Ce droit de vote n'est pas assorti de l'obligation de voter comme pour les majeurs. Il reste un droit optionnel que les jeunes peuvent choisir, normalement par eux-mêmes, d'exercer ou non. Il n'est donc pas assorti d'une sanction en cas d'abstention, ce qui est une vaste blague car si le vote des majeurs est bien obligatoire depuis 1912, les sanctions ne sont jamais appliquées (l'Argentine n'est pas en Belgique) et l'abstention atteint des taux invraisemblables lors de certains scrutins. Même la dernière élection présidentielle, en octobre 2011, n'a pas fait le plein des inscrits sur le registre.

Le Gouvernement argentin présente ce nouveau droit comme une avancée de la démocratie en ce centenaire de la loi Saenz Peña, qui établit le droit de vote universel (pour les hommes majeurs et argentins de naissance, sans acception de fortune), secret (auparavant, on votait à main levée ou par acclamation) et obligatoire. Les deux premiers critères ont tout de suite été respectés en période constitutionnelle. Cent ans plus tard, le troisième n'est toujours pas entré dans les mœurs.

La nouvelle loi s'appliquera cependant au premier scrutin de 2013.

Pour aller plus loin :
lire l'article de Página/12 (kirchneriste, favorable à la réforme électorale)
lire l'article de Clarín (défavorable)
lire l'article de La Nación (défavorable aussi).

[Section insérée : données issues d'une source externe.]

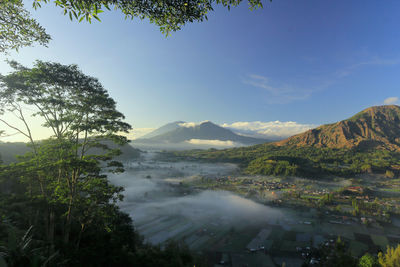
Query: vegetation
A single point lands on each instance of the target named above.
(337, 256)
(269, 159)
(391, 258)
(57, 207)
(168, 15)
(17, 28)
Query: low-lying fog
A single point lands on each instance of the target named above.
(155, 200)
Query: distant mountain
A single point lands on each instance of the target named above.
(204, 131)
(374, 127)
(164, 129)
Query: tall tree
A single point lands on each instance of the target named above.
(168, 15)
(17, 28)
(66, 170)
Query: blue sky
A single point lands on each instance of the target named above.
(311, 61)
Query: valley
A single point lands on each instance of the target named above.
(232, 219)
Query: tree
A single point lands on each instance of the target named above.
(367, 261)
(168, 15)
(63, 171)
(17, 28)
(391, 258)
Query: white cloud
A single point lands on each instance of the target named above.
(278, 94)
(374, 61)
(191, 124)
(138, 132)
(218, 143)
(269, 130)
(391, 100)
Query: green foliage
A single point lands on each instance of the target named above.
(168, 15)
(391, 258)
(17, 28)
(59, 186)
(389, 174)
(367, 261)
(269, 159)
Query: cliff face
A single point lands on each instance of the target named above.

(1) Ceux-ci n'en pensaient pas moins mais n'osaient rien dire à haute voix de peur de renforcer l'opposition au lieu de remonter le ressenti (désastreux) du terrain jusqu'aux instances dirigeantes du parti. C'est dire si les citoyens croient leur démocratie encore bien fragile qu'il leur faille laisser passer des aberrations de ce type plutôt que de peser sur le Gouvernement pour lui faire changer son fusil d'épaule.
(2) La Campora est une organisation politique présidée par Máximo Kirchner Fernández, le fils de la Présidente. Ce côté familial et donc clanique est pour beaucoup dans la mauvaise image qu'a la Campora en dehors du kirchnerisme. Le nom de l'organisation est une allusion à la bonne vieille veste de campagne trois-quart, en général de couleur verte, que portait toujours le président Kirchner, avec une décontraction négligée qui a participé à le rendre très populaire (voilà un homme qui n'était pas un poseur, qui avait su rester simple).